The way to get past the analytical brain's defenses is to come to our own resolution regarding the concepts causing our analytical brain to bristle. These moments of self-awareness or insight (in coaching, we call them epiphanies) appear to be as soothing to the analytical brain as the unfamiliar is threatening.
Once you have had that initial insight or epiphany that change is necessary, you need to repeat the experience in order to reinforce it and to experience the potential pleasure that can be derived from it. The complex brain connections that are formed during the epiphany phase need to be supported to begin the process of hard-wiring the emotional brain.
"The epiphany is the catalyst and stimulus, but it's not the whole deal," says Michael Wakefield, senior enterprise associate at the Center for Creative Leadership. "You have pathways in place, and they're simply too strong to be changed in a single moment. You need to be able to integrate it into your psychological behavior for it to become part of a new pattern."

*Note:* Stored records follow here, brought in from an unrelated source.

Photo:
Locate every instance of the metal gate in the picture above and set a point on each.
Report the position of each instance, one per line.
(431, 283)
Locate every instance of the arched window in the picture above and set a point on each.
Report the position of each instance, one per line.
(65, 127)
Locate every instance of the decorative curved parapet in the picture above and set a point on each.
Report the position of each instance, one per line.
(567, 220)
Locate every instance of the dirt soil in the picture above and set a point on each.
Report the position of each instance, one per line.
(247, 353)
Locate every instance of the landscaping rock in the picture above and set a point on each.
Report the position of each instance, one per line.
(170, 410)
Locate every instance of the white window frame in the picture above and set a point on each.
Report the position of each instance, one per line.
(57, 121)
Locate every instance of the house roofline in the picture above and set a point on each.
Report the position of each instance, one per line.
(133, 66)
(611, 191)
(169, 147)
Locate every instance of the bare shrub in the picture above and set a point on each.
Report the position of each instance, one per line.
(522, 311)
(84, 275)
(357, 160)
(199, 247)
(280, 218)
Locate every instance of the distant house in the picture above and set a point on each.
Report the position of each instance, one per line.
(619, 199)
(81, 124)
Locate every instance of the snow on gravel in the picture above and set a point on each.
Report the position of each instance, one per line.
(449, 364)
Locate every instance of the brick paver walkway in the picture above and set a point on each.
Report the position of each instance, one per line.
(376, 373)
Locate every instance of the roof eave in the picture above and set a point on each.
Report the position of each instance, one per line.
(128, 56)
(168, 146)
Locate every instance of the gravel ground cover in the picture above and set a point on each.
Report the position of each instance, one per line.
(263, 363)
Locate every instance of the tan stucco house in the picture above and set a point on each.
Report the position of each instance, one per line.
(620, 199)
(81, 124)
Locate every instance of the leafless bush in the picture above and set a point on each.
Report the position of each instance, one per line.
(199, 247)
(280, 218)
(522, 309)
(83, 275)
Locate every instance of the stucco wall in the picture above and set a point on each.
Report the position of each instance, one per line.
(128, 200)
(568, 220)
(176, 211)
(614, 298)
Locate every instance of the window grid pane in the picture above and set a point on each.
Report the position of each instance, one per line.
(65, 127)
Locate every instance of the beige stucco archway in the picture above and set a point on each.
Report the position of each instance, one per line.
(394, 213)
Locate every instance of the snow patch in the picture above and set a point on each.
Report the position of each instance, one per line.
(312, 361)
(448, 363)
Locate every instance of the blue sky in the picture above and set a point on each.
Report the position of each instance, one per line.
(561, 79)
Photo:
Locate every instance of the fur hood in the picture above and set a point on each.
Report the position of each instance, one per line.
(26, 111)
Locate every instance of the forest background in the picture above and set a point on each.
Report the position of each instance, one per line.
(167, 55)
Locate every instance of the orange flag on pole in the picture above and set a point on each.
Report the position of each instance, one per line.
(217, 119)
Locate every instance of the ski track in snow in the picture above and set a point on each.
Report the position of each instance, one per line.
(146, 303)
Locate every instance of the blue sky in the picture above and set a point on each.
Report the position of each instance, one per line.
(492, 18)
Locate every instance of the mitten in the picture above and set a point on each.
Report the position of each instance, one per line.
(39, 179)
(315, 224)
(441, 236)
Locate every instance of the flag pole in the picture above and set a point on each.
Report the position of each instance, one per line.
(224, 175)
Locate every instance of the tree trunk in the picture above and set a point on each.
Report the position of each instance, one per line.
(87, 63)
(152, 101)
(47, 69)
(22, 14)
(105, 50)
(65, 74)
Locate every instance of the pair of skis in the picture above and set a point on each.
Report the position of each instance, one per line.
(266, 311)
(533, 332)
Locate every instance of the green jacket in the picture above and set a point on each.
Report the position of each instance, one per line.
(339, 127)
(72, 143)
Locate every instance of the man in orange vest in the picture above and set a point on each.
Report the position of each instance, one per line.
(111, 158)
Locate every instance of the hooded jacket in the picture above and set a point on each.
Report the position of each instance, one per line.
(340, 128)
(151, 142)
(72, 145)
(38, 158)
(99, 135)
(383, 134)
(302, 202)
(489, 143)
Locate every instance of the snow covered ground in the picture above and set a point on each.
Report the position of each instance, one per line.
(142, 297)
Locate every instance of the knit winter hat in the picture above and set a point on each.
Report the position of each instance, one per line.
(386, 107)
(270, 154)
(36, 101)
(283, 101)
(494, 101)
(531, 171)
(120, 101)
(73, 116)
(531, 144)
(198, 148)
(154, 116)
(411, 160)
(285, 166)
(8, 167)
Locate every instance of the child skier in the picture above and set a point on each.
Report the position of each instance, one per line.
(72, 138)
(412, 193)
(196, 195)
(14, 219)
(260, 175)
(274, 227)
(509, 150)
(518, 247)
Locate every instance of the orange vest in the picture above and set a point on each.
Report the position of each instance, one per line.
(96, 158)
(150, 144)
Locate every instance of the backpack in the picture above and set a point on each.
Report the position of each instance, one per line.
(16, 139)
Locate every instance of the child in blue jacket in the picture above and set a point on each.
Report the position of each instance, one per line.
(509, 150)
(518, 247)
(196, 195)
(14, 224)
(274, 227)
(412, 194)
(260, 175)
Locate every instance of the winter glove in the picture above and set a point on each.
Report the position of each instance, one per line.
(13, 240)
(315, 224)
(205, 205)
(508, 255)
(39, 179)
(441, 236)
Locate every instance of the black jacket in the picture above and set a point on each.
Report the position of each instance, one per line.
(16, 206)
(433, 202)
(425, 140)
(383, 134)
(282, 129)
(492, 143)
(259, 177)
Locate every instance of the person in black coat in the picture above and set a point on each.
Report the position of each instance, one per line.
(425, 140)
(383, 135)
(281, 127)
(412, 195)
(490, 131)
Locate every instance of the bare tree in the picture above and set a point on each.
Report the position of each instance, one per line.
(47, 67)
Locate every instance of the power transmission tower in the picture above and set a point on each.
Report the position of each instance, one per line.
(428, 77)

"Learning is the antidote to change resistance," says Wakefield. "Learning lets you reframe the change from being something bad for you to something that can have value for you. You have to give people the sense that feeling uncomfortable is a normal part of change and address their concerns about losing face because of their lack of confidence and competence."
Self-directed learning helps you to discover an ideal vision of yourself and feel motivated in developing the abilities necessary to get you where you want to be. That is, you see the person you want to be---living with the capability necessary to create and sustain the new you. This personal makeover becomes the source of the energy required to work at the difficult and often frustrating process of change.
Now that you know where you want to be, the next step is to look in the mirror to discover where you really are today---how habits are making you act, how others view you and what comprises your deep assumptions and beliefs. Some of this reflection will represent gaps between where you are and where you want to be.
The realization of the gap prepares you for developing a plan of action needed for the detailed guidance on what new rituals to try each day to make the new habit sticky while you build your strengths and move closer to your ideal self.